¿Y cómo es él?
Sí, sé que esta semana tocaba contar la de Fuenterrabía, la primera aventura y contacto con las armas de Fernando Álvarez de Toledo con apenas diecisiete palos. Pero ¿no os apetece que os cuente cómo era desde un punto de vista físico y psíquico y qué cositas le pirraban?
Venga, va. Imaginemos esto como la escena del capítulo del Ministerio del Tiempo —Tiempo de hidalgos— en el que Pacino —Hugo Silva— pide a Miguel de Cervantes —Pere Ponce— que describa a los ingleses que le compraron la edición de El Quijote que había escrito: «Fernando era alto y delgado como la familia de su madre, de piel cetrina y nariz prominente», recoge William S. Maltby en su biografía sobre el personaje.
Aunque era hombre «lleno de fogosidad y cólera» —de esta última nos regalaría numerosos episodios a lo largo de su vida, a cada cual mejor—, en palabras de Antonio Osorio —Vida y hazañas de don Fernando Álvarez de Toledo, Duque de Alba, por si os interesa—mantenía un férreo control de su persona; y, lo más importante, carente de vicios. Ni un piti, ni unas cervecillas más que cuando correspondía, ni mucho menos lo que ya sabemos en esas tierras de Dios fuera de casa, que fueron unas cuantas las ocasiones. También se sabe que, a pesar de ser miembro de una familia que no pasaba estrecheces precisamente, vestía bien pero sin ostentación; bebía poco —lo dicho líneas más arriba—, y su mesa era modesta. Que no era un pozo sin fondo, vamos, y se apañaba con cualquier cosa.

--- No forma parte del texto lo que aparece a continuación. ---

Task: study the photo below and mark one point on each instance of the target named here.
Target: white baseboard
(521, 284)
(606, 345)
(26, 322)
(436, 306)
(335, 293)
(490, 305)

En lo que respecta a sus intereses, destacaban dos: los caballos y la guerra. De los primeros poseía una cuadra extensa con ejemplares la mar de rumbosos. De la segunda nunca se hartaría: desde los diecisiete años, edad a la que se marchó de casa camino de Fuenterrabía —actual Hondarribia— con ganas de darle cera a los franceses como si no hubiera un mañana, hasta pasados los setenta, cuando desterrado y con peor relación con el rey que la que muchos tertulianos de televisión entre sí —que luego disimulan mucho ante la cámara—, se echó a la espalda el ejército de su rey para darle la corona de Portugal que tanto ansiaba.
Y para acabar, una de esas escasas —y documentadas— ocasiones en las que decidió batirse en duelo con otro de su edad por un quítame allá esas pajas —la disputa por un amor, para ser más exactos—. Se cuenta que estando ambos en Burgos en compañía de la dama a la que pretendían —los dos con diecisiete palos, insisto—, el otro empezó a dárselas de que manejaba el arcabuz que daba gusto. Y el colega dale al torno Perico con el arcabuz para arriba y para abajo. Hasta que se le hincharon las narices —por no decir otra cosa—, agarró un pañuelo y se lo llevó a la nariz diciendo que no veas cómo cantaba a pólvora allí. Y la dama que qué ingenioso Fernando, qué chispa tenéis, etcétera. El otro se arrancó que eso no me lo decís en otro lugar con armas de por medio, que como os coja os voy a poner fino filipino, etcétera.
Así que la cosa acabó en desafío.
Éste tuvo lugar en el Puente de San Pablo. Fernando se presentó con daga y espada, pero a su rival se le olvidó la primera. ¿Qué hizo? Tirar la suya al Arlanzón presumiendo de actuación y, a continuación, cruzaron sus espadas. El honor quedó salvado, ambos hicieron las paces, y aquí paz y después gloria.
Fernando Álvarez de Toledo y el otro trataron de mantener el asunto en secreto, pero al llegar a casa ambos se dieron cuenta de que lo hicieron con las capas cambiadas. Y claro, le cayó la mundial: que dónde has estado, que de quién es esta capa, que dónde has estado, etcétera. Incluso, para “su eterna vergüenza”, como cuenta Maltby en su biografía, Garcilaso contó varias líneas sobre el asunto en su Segunda Égloga, que es todo un homenaje a su amigo Fernando en forma de personaje llamado Albanio.